O filme foi realizado quando o diretor Peckinpah (1926-1984) estava no auge da fama e do reconhecimento. Ele já havia feito diversos filmes de boa bilheteria e fartos elogios da crítica: depois do extraordinário, melancólico Pistoleiros do Entardecer/Ride the High Country, de 1962, tinham vindo Juramento de Vingança/Major Dundee, de 1965, e Meu Ódio Será Tua Herança, de 1969. Tinham vindo também sucessos que não eram westerns, embora fossem sempre violentos, sobre violência: Sob o Domínio do Medo/Straw Dogs, de 1971 – quase um manifesto pró-violência, em que um pacato professor americano instalado no interior da Inglaterra reage aos imbecis que vão perturbar sua vida e mata um bando deles, com uma ferocidade de cão perigoso; e Os Implacáveis/The Getaway, de 1973, com os astros de primeiríssima grandeza Steve McQueen e Ali McGraw.

E, aqui, um rápido parênteses: a companhia de Peckinpah não devia mesmo ser uma coisa tranqüilizadora. Durante as filmagens de Os Implacáveis, a bela Ali McGraw, estrela do gigantesco sucesso Love Story, traiu o marido e patrão, Robert Evans, então o chefão da Paramount, com seu co-astro, o feio charmoso McQueen. Foi um baita escândalo.

         O western tradicional estava soterrado pelo bangue-bangue italiano

Sam Peckinpah estava no auge da forma e da fama, mas o western, não. Desde meados dos anos 60, não por coincidência a época da grande revolução dos costumes e da guerra do Vietnã, não se faziam muito westerns, e menos ainda grandes westerns. A onda eram os western-spaghettis – filmes italianos, de orçamento baixo, que eram quase uma paródia, uma gozação dos faroestes originais. Pistoleiros muito maus, com a barba por fazer, cara suja, roupa suja, poucos diálogos, muito tiro, muito morto.

E, no meio dessa onda que parecia irresistível, que conquistava o mundo inteiro, aconteceu de surgir um gênio cinematográfico, um romano nascido em 1929 que era mestre da arte, Sergio Leone. E aconteceu de esse romano cruzar seu destino com um californiano de San Francisco, boa pinta pra caramba, nascido um ano depois, em 1930, que tinha tentado atuar na televisão e no cinema em seu país mas não tinha dado muito certo.
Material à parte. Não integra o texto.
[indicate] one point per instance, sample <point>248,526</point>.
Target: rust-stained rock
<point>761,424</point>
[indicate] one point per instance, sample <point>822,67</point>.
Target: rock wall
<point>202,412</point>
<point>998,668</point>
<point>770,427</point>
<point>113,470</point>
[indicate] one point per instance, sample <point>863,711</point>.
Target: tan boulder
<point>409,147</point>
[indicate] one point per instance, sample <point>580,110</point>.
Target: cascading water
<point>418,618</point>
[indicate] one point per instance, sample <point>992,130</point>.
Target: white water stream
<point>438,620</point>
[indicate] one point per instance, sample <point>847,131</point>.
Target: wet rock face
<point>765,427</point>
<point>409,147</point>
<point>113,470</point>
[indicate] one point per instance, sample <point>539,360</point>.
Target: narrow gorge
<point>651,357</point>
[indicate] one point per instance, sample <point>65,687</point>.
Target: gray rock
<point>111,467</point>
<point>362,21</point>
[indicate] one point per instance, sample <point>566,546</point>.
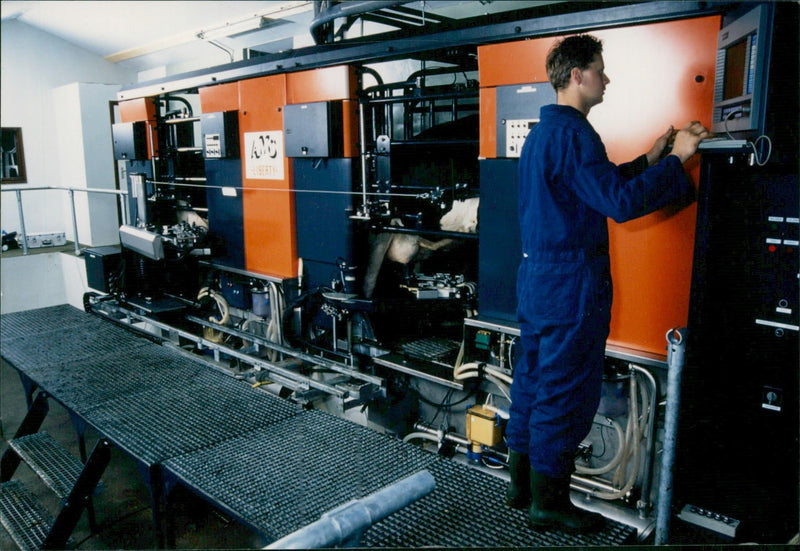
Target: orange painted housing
<point>270,243</point>
<point>222,97</point>
<point>661,74</point>
<point>142,109</point>
<point>326,84</point>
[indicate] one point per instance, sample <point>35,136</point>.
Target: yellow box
<point>482,427</point>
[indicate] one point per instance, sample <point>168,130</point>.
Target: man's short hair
<point>573,51</point>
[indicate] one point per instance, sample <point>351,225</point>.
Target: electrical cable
<point>325,191</point>
<point>753,144</point>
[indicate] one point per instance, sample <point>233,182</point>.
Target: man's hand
<point>687,139</point>
<point>655,153</point>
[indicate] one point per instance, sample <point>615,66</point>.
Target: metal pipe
<point>74,222</point>
<point>345,524</point>
<point>675,360</point>
<point>256,362</point>
<point>123,208</point>
<point>316,360</point>
<point>22,222</point>
<point>363,146</point>
<point>447,435</point>
<point>580,483</point>
<point>647,477</point>
<point>90,190</point>
<point>346,9</point>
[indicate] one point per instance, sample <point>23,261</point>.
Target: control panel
<point>516,132</point>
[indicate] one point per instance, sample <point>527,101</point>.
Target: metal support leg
<point>30,424</point>
<point>155,483</point>
<point>80,430</point>
<point>74,222</point>
<point>79,497</point>
<point>22,223</point>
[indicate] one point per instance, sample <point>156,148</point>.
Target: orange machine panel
<point>141,109</point>
<point>488,129</point>
<point>270,241</point>
<point>222,97</point>
<point>350,128</point>
<point>324,84</point>
<point>513,62</point>
<point>661,74</point>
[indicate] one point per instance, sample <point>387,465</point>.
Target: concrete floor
<point>123,504</point>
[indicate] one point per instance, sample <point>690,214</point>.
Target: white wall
<point>85,151</point>
<point>32,64</point>
<point>41,280</point>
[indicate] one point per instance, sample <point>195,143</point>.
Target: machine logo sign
<point>264,150</point>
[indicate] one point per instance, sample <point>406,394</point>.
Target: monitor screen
<point>735,70</point>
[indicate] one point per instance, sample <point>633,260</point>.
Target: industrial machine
<point>340,228</point>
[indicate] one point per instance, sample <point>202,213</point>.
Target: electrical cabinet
<point>313,129</point>
<point>517,112</point>
<point>130,140</point>
<point>737,453</point>
<point>220,135</point>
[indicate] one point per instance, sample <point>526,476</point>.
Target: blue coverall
<point>568,189</point>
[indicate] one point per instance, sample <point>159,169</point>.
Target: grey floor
<point>123,504</point>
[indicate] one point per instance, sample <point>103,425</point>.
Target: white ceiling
<point>166,29</point>
<point>149,34</point>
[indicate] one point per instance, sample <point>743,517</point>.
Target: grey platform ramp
<point>265,461</point>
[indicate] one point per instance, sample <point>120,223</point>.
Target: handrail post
<point>22,222</point>
<point>74,220</point>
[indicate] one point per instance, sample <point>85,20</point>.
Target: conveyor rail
<point>270,464</point>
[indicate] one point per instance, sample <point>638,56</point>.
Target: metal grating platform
<point>50,460</point>
<point>43,320</point>
<point>53,348</point>
<point>84,384</point>
<point>278,479</point>
<point>24,519</point>
<point>467,509</point>
<point>198,408</point>
<point>431,349</point>
<point>269,464</point>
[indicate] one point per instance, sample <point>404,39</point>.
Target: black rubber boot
<point>551,507</point>
<point>518,494</point>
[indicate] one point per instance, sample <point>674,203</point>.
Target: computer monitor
<point>741,75</point>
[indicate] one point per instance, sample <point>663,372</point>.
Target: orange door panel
<point>661,74</point>
<point>513,62</point>
<point>142,109</point>
<point>487,148</point>
<point>222,97</point>
<point>669,80</point>
<point>267,201</point>
<point>326,84</point>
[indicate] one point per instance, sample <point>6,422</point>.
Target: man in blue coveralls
<point>568,189</point>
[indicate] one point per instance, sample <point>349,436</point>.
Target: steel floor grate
<point>53,348</point>
<point>199,407</point>
<point>50,460</point>
<point>84,384</point>
<point>25,520</point>
<point>280,478</point>
<point>431,349</point>
<point>467,509</point>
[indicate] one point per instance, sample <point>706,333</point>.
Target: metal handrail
<point>18,191</point>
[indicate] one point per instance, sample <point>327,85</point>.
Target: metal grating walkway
<point>271,465</point>
<point>287,475</point>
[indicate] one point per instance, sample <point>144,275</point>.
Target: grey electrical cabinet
<point>313,129</point>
Em 1964, Sergio Leone deu a Clint Eastwood o papel principal em um western-spaghetti de poucas palavras e muito tiro, Por um Punhado de Dólares – e aí o bangue-bangue italiano soterrou de vez o western americano.

Em meados dos anos 60, Hollywood passou a fazer suas próprias paródias de westerns, como Dívida de Sangue/Cat Balou, com Jane Fonda, em que Lee Marvin fazia papel duplo – um deles era um pistoleiro decadente e bêbado que montava um cavalo igualmente bêbado.
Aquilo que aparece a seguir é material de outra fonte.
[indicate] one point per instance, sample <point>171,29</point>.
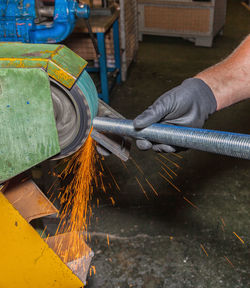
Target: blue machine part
<point>18,20</point>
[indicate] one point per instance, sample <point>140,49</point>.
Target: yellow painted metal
<point>26,260</point>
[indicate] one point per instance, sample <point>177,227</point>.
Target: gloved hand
<point>188,104</point>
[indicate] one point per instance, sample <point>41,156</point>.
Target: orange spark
<point>75,201</point>
<point>167,172</point>
<point>165,165</point>
<point>190,203</point>
<point>112,176</point>
<point>137,166</point>
<point>143,190</point>
<point>92,269</point>
<point>169,160</point>
<point>112,200</point>
<point>125,166</point>
<point>176,188</point>
<point>203,248</point>
<point>241,240</point>
<point>223,222</point>
<point>177,155</point>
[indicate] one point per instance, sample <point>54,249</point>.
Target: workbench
<point>100,26</point>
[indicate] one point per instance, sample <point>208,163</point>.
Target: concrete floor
<point>156,242</point>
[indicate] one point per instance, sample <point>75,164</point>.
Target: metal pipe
<point>225,143</point>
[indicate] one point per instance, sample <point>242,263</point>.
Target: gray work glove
<point>188,104</point>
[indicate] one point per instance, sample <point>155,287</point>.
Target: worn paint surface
<point>26,260</point>
<point>28,128</point>
<point>61,63</point>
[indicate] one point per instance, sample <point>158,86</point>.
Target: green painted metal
<point>87,86</point>
<point>27,124</point>
<point>61,63</point>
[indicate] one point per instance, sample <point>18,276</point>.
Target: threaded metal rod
<point>225,143</point>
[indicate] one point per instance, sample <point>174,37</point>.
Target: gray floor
<point>156,242</point>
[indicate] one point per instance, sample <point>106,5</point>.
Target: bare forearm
<point>230,79</point>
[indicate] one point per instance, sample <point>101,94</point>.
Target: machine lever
<point>225,143</point>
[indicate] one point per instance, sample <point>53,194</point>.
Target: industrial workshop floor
<point>164,241</point>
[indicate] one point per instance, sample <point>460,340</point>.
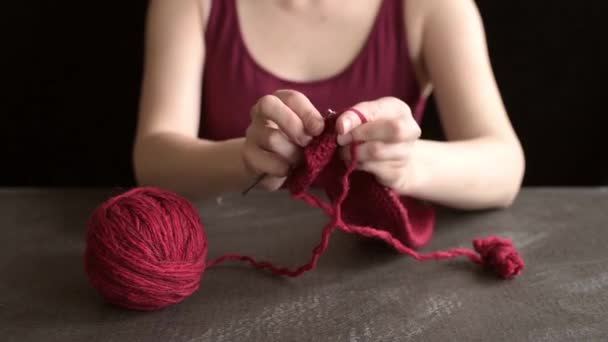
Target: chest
<point>305,44</point>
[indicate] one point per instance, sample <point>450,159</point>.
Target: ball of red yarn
<point>145,249</point>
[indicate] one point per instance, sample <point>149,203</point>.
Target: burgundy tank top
<point>233,81</point>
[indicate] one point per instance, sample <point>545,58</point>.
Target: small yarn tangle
<point>147,249</point>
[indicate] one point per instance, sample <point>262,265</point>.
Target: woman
<point>233,89</point>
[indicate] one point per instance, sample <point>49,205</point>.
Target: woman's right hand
<point>282,124</point>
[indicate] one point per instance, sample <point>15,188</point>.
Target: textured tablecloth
<point>361,290</point>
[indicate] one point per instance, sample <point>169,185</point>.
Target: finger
<point>386,130</point>
<point>386,107</point>
<point>271,108</point>
<point>273,140</point>
<point>259,162</point>
<point>300,104</point>
<point>378,151</point>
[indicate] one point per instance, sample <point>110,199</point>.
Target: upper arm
<point>173,66</point>
<point>457,62</point>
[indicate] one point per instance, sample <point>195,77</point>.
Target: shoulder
<point>433,24</point>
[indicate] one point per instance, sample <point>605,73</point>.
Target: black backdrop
<point>73,70</point>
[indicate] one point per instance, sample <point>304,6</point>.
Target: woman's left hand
<point>385,140</point>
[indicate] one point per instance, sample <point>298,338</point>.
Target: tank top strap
<point>222,24</point>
Em 1970, Arthur Penn, americano com educação e gosto europeus, fez um glorioso western pró-índios e anti-cowboys, uma obra-prima, Pequeno Grande Homem. Mais uma pá de cal sobre o bangue-bangue tradicional. O gênero não estava com nada, naquela época.

Foi quando Peckinpah resolveu voltar ao gênero que ele próprio havia abandonado depois de fazer um faroeste-gozação, em 1970, A Morte Não Manda Recado/The Ballad of Cable Hogue. Escolheu abordar um dos nomes mais mitológicos do mitológico Oeste, que já havia sido personagem de trocentas histórias, inclusive o filme de estréia de Arthur Penn, em 1958, Um de Nós Morrerá/The Left-Handed One, com Paul Newman no papel principal – Billy the Kid, o bandido bonzinho, uma espécie assim, mutatis mutandis, de Robin Wood do novo mundo.
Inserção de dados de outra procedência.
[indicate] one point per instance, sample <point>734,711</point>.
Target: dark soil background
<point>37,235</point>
Basicamente, o filme mostra a perseguição final a Billy the Kid (Kris Kristofferson), movida por Pat Garrett (James Coburn, os dois na foto acima). Billy e Garrett haviam sido grandes amigos, companheiros, no passado. Mas Garrett havia mudado de lado; comprado por um latifundiário, virou xerife. No começo da narrativa escrita pelo roteirista Rudolph Wurlitzer, Garrett procura o velho amigo para aconselhá-lo a fugir para o México; seus dias de assaltante impune haviam acabado. Se permanecesse em território americano, Garrett não teria outra opção a não ser caçá-lo, prendê-lo – ou matá-lo. 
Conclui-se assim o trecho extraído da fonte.